Snow depth and sea ice thickness from 2009 and 2010 IceBridge ATM data in the Weddell Sea and the Bellingshausen Seas in Antarctica

IceBridge airborne measurements are intended to fill the gap in data on the elevations of the ice sheets and the sea ice covers, caused by the interval between the demise of ICESat 1's laser altimetry in 2009 and the launch of ICESat2 approximately in 2016. IceBridge LiDAR elevation measurements from aircraft are intended to provide a means of obtaining estimates of sea ice thickness and roughness with widespread application to sea ice modeling and effects of ongoing climate change.
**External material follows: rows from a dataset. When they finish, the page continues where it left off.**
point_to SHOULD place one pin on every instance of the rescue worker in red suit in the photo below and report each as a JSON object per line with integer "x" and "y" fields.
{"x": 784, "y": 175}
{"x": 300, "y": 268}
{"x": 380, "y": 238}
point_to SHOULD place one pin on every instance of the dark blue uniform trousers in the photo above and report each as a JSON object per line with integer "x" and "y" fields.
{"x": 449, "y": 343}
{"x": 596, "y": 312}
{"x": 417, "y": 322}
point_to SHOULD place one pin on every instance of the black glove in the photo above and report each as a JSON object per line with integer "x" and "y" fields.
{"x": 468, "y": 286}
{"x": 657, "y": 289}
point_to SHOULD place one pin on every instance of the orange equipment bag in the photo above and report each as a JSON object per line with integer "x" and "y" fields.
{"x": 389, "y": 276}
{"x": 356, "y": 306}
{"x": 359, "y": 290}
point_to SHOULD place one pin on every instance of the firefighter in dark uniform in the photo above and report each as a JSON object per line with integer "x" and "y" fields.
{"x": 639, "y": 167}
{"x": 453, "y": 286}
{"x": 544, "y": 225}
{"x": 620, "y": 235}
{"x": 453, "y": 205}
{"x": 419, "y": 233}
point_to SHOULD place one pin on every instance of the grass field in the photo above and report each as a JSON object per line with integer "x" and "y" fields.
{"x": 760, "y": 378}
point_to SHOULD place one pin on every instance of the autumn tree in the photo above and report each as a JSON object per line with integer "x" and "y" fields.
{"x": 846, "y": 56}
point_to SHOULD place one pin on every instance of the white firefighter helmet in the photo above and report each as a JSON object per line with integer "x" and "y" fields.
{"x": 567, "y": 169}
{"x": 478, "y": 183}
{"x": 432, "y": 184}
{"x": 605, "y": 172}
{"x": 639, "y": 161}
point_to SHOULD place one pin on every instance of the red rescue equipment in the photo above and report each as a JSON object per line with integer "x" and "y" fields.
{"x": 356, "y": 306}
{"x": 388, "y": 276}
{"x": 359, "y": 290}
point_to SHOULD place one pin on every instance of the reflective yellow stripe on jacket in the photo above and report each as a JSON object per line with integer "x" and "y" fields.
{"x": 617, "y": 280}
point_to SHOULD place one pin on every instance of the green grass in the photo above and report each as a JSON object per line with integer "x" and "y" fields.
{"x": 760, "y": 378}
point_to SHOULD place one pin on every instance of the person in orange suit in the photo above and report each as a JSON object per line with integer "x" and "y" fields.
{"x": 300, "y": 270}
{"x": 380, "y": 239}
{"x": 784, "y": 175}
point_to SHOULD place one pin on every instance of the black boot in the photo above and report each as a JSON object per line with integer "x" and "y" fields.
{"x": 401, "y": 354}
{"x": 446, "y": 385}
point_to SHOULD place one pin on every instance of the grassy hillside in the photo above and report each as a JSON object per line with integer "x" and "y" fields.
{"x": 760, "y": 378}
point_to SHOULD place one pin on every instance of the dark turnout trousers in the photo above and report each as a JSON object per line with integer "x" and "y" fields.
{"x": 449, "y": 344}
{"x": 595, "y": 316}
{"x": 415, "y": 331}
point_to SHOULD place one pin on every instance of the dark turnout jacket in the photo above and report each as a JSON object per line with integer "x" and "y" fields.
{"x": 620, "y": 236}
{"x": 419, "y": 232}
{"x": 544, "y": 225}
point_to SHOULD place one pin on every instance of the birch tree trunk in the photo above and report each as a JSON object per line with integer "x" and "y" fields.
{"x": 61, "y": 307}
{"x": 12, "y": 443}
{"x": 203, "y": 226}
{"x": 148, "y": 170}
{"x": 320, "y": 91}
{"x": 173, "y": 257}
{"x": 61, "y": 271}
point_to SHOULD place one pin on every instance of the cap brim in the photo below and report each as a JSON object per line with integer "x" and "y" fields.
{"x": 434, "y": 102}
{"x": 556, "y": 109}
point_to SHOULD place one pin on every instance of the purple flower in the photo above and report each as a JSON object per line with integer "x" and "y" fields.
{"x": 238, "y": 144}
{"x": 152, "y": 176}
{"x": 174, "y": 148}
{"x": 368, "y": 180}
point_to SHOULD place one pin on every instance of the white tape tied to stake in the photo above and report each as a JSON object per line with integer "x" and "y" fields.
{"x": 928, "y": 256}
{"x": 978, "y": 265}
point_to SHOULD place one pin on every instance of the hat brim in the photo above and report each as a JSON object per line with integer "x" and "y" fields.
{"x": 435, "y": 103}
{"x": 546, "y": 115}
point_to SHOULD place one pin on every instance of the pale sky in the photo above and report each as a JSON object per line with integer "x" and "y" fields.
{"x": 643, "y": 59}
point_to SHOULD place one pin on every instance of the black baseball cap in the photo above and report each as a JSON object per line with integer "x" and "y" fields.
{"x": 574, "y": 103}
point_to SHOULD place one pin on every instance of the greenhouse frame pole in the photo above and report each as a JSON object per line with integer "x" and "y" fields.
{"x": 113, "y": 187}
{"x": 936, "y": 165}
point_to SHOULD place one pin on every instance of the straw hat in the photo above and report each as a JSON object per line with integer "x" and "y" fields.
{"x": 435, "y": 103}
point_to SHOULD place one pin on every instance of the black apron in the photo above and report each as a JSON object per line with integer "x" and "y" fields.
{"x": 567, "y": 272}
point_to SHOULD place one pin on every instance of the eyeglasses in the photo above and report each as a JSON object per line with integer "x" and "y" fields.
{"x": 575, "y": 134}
The IceBridge's Advanced Topographic Mapper (ATM) georeferenced L1B data provides elevations relative to a geoid at nominal spot size of 1-2m spaced at 5m intervals (at nadir) along track over a track swath width of 150m to 300m. Thus, in order to derive sea ice thickness and freeboard using the ATM L1B data, a local sea level reference must be established. The IceBridge's Digital Mapping System (DMS) is a digital camera that acquires high resolution natural color and panchromatic imagery from low and medium altitude. The DMS images are used to manually identify leads (open water or thin ice), where the ATM L1B elevations can be used as local sea level references. Then, the identified local sea level references are used to validate our algorithms to automatically determine the local sea level reference using the same ATM L1B data. Finally, we use the algorithm to determine the local sea level reference and thus derive the snow depth and sea ice thickness for all ATM L1B data over the Weddell Sea and the Bellingshausen-Amundsen Seas in two IceBridge missions to Antarctica in 2009 and 2010 based on an empirical relationship between snow depth and sea ice freeboard in this region.